Edweek: Education watchers have dissected Finland’s educational leadership on international tests from practically every angle, but a new traveling exhibit at that nation’s embassy here suggests one more: that the buildings themselves support student achievement. Pasi Sahlberg, the director general of the Center for International Mobility and Cooperation at Finland’s education ministry, attributes the nation’s academic achievement to a three-fold approach: quality of the academic curriculum, equity in educational access, “and the third one is the environment. How the environment and design of the school is supporting students’ learning. 

They exemplify the country’s move from factory-style schools, with all classrooms and desks in rows, to contemporary campuses built to meet the pedagogical and social needs of their students and teachers. “Every single detail has a meaning, has a purpose,” Mr. Sahlberg said, “because all of these designs have been done in collaboration with the teachers, the principal and the architects.”

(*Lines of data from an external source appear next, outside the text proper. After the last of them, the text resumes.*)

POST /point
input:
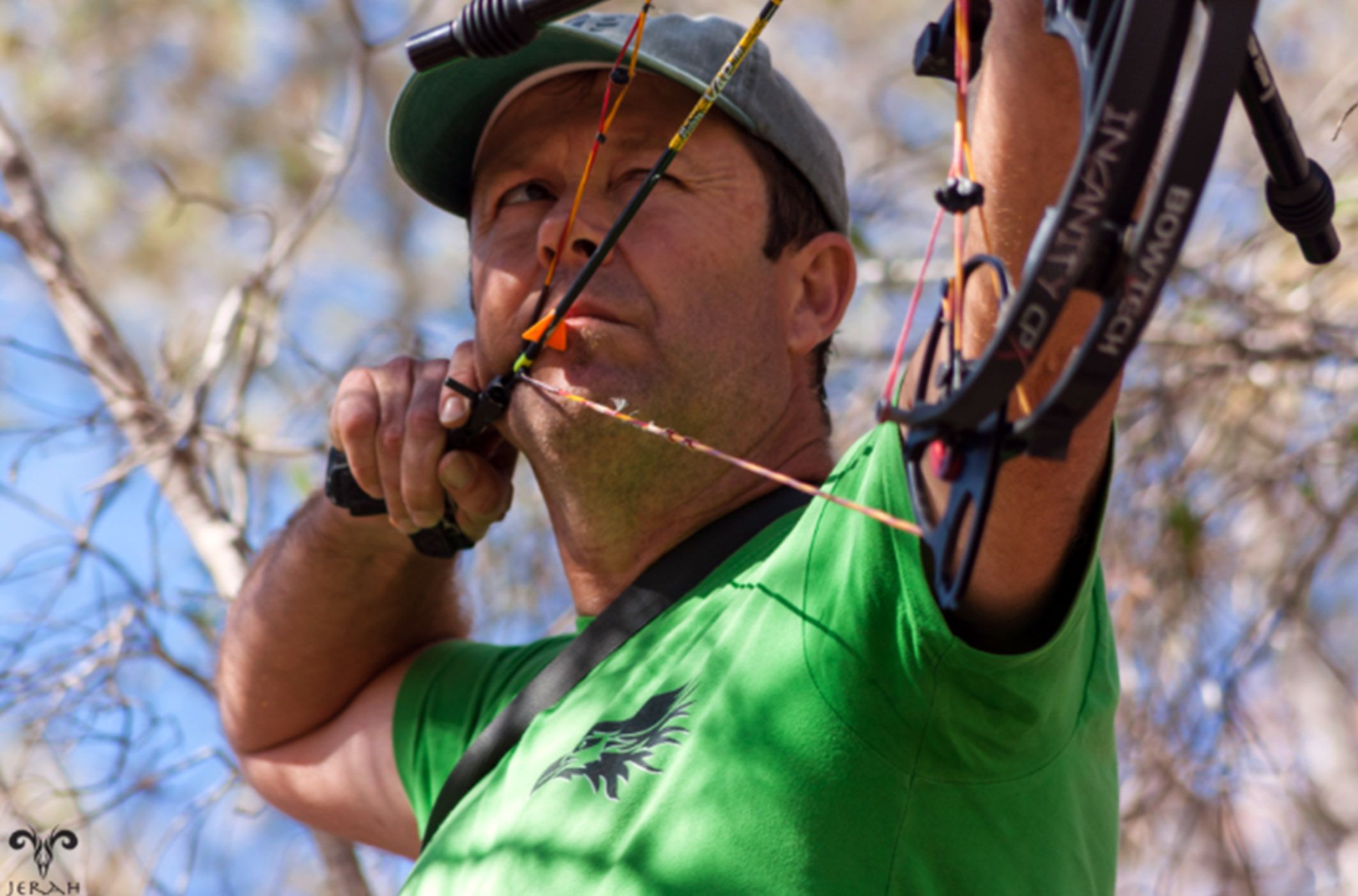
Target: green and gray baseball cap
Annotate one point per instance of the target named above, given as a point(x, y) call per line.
point(442, 114)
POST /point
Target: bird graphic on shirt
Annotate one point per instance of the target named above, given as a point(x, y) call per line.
point(607, 752)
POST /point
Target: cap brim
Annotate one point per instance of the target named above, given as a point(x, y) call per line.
point(440, 114)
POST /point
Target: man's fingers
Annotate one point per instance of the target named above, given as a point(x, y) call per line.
point(424, 446)
point(353, 425)
point(454, 407)
point(481, 492)
point(394, 384)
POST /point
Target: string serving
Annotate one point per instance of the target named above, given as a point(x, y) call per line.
point(703, 448)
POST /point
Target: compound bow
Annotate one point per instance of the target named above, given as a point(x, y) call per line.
point(1129, 56)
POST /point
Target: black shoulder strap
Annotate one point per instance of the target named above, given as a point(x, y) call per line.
point(664, 583)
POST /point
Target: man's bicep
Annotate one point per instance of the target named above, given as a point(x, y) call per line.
point(342, 777)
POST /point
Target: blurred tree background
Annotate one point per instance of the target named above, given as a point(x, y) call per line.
point(200, 232)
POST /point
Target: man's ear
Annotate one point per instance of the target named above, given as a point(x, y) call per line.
point(822, 276)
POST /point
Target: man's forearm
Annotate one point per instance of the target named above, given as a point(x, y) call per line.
point(1025, 133)
point(328, 606)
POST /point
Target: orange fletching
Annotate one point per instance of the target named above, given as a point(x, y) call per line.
point(556, 341)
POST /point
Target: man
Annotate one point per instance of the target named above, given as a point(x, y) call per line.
point(805, 720)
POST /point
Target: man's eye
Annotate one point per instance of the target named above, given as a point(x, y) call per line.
point(529, 192)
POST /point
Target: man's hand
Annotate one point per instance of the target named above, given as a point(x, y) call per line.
point(393, 423)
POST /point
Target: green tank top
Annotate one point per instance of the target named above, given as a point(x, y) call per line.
point(803, 721)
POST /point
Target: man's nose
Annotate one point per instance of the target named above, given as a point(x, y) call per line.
point(586, 232)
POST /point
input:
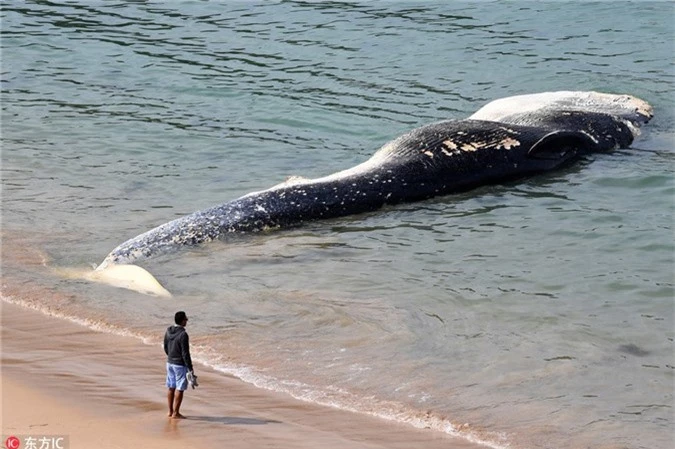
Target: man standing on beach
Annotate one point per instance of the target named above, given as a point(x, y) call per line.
point(179, 362)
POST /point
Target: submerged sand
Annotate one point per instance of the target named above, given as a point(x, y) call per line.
point(107, 391)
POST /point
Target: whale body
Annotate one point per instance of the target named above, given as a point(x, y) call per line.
point(507, 139)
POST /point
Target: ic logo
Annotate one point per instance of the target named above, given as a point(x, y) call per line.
point(12, 443)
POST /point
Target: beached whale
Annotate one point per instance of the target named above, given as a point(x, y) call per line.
point(507, 139)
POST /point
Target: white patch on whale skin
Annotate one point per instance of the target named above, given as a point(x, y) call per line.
point(627, 108)
point(450, 145)
point(508, 143)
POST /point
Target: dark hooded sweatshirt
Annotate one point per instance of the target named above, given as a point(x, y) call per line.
point(177, 346)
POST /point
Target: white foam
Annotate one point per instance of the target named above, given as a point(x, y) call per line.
point(330, 396)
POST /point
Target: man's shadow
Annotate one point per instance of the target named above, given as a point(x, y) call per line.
point(233, 420)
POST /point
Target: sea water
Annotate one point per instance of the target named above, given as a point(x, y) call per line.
point(533, 314)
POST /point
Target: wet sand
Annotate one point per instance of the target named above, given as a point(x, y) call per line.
point(108, 391)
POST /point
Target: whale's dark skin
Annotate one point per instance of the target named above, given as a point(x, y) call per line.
point(436, 159)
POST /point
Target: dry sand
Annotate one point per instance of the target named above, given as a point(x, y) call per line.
point(107, 391)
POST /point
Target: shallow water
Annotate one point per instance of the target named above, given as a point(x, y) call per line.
point(540, 313)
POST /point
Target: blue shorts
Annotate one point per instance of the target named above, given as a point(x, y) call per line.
point(176, 376)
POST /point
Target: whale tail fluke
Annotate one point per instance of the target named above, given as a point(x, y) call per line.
point(130, 277)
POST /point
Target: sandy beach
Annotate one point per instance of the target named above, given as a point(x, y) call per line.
point(61, 378)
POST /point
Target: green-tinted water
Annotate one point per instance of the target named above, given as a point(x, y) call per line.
point(541, 313)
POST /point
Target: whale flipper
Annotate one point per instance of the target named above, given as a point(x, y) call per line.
point(127, 276)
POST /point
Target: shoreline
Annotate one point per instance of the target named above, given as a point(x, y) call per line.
point(59, 377)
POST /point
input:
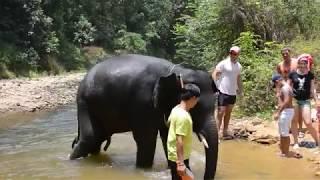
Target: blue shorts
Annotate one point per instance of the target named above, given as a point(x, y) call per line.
point(302, 103)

The buildings are laid out in clusters, with multiple gathering places inside and out. In part, this is necessity: While American schools are cutting recess, Finish schools set aside a 15-minute break after every 45-minute lesson, coupled with a half-hour lunch break, even though they traditionally have shorter school days overall than those in the United States.

Ellyn M. Dickmann, associate dean of education and professional studies at the University of Wisconsin, Whitewater, found building design could exacerbate bullying problems. Schools that included few windows, isolated classrooms, and little public-gathering space were harder for adults to supervise, leading to more bullying. Several of the Finnish schools include indoor atriums overlooked by upper-story classes as well as outdoor courtyards sheltered to the wind but with easy sight lines for adults supervising students.

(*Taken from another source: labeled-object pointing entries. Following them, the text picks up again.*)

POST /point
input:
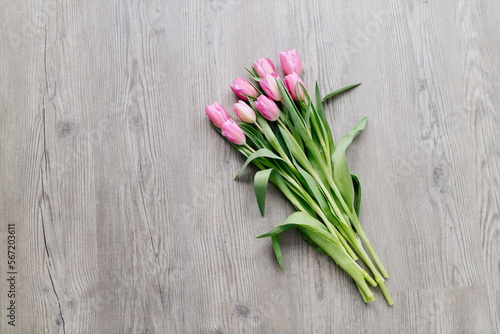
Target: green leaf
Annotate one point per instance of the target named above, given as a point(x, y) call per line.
point(260, 187)
point(310, 242)
point(302, 220)
point(255, 136)
point(357, 190)
point(338, 91)
point(263, 152)
point(277, 250)
point(321, 115)
point(299, 123)
point(342, 176)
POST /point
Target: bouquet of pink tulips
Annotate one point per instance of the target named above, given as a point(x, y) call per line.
point(285, 134)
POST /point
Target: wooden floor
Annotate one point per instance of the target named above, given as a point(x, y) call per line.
point(126, 215)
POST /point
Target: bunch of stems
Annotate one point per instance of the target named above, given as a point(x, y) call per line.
point(297, 154)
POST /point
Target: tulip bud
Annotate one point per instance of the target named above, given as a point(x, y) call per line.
point(270, 87)
point(217, 114)
point(264, 66)
point(242, 87)
point(267, 108)
point(290, 62)
point(244, 112)
point(232, 131)
point(291, 81)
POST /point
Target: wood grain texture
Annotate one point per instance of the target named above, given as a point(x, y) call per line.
point(127, 217)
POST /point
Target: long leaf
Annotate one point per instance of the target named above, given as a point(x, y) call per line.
point(321, 113)
point(341, 90)
point(260, 187)
point(303, 220)
point(277, 250)
point(357, 190)
point(263, 152)
point(342, 176)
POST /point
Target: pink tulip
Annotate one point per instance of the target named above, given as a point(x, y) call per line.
point(290, 62)
point(264, 66)
point(242, 87)
point(232, 131)
point(291, 82)
point(270, 87)
point(217, 114)
point(267, 108)
point(244, 112)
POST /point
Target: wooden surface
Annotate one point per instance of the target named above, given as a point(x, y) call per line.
point(127, 216)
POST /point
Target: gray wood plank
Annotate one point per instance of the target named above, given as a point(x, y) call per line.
point(127, 217)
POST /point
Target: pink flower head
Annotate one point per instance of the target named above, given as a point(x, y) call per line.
point(290, 62)
point(267, 108)
point(244, 112)
point(217, 114)
point(264, 66)
point(242, 87)
point(291, 82)
point(270, 87)
point(232, 131)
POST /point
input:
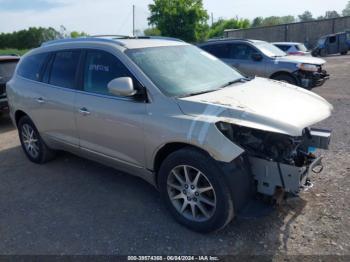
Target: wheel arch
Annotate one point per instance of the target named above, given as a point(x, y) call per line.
point(165, 150)
point(18, 115)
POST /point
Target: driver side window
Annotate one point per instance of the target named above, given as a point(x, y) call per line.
point(242, 52)
point(100, 68)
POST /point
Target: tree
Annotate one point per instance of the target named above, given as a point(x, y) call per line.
point(258, 21)
point(287, 19)
point(218, 28)
point(306, 17)
point(184, 19)
point(153, 31)
point(329, 15)
point(346, 11)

And most of the schools include floor-to-ceiling windows intended to fill classrooms with natural light; Strömberg School, for example, uses skylights and large windows in the walls between classrooms, to allow more light to reach interior spaces. The study found in an analysis of 71 schools that students exposed to more natural light had higher vocabulary and science scores on the Iowa Test of Basic Skills, and students in classrooms with views of the outdoors had higher mathematics, vocabulary, and language arts scores on the same test.